How would you describe the relationship between art and activism?
In my world, art is the language of the spirit; freedom is where the spirit lives, and activism is the embodiment of it all.
My art is activism. I use visual journals to counter patriarchal and colonialist misrepresentations of history. I use language to take ownership of definitions and identity.
My activism is art. It is organic, unplanned, and intuitive. It is colorful and calculated and has a signature style that no one else can mimic.
I dare say art and activism are synonymous. I struggle to think of a form of art across the entirety of human existence that hasn’t been transformative in some regard. Even works that exist simply to annoy the general public are an expression of the creator’s quest for, or demonstration of, freedom.

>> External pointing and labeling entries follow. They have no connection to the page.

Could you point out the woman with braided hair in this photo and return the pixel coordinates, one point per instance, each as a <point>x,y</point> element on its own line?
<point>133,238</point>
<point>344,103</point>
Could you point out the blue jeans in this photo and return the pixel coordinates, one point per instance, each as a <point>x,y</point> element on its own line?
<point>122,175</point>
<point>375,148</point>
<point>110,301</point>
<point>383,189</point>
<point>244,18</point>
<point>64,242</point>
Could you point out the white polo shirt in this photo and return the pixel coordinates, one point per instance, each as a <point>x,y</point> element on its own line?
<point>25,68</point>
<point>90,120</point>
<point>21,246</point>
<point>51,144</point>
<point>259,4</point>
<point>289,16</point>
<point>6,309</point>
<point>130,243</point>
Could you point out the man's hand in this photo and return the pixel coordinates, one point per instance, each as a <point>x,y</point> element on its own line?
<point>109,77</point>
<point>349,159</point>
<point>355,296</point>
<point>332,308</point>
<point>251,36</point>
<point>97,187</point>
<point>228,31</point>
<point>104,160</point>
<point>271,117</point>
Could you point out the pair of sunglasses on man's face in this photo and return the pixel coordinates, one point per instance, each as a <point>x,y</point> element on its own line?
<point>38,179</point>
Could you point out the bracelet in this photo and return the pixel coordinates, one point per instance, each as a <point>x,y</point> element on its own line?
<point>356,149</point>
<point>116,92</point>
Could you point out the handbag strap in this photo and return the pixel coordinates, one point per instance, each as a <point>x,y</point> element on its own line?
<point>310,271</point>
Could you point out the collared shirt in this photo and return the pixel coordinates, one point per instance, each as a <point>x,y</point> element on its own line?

Art is (the pursuit of) freedom.
Activism is (the pursuit of) freedom.
What advice would you give another artist who is thinking about creating a zine series?
Do it.
The only “right way” is your way.
And if you feel hesitant and find yourself wondering if anyone would care to read them, or if you’d be rejected, or ridiculed, focus on the one person who is looking for the words you are holding in your soul.
And if you need more inspiration, read Mary Helen Washington’s forward to Zora Neale Hurston’s masterpiece, Their Eyes Were Watching God. It is a beautiful reminder that sometimes we may just be ahead of our time.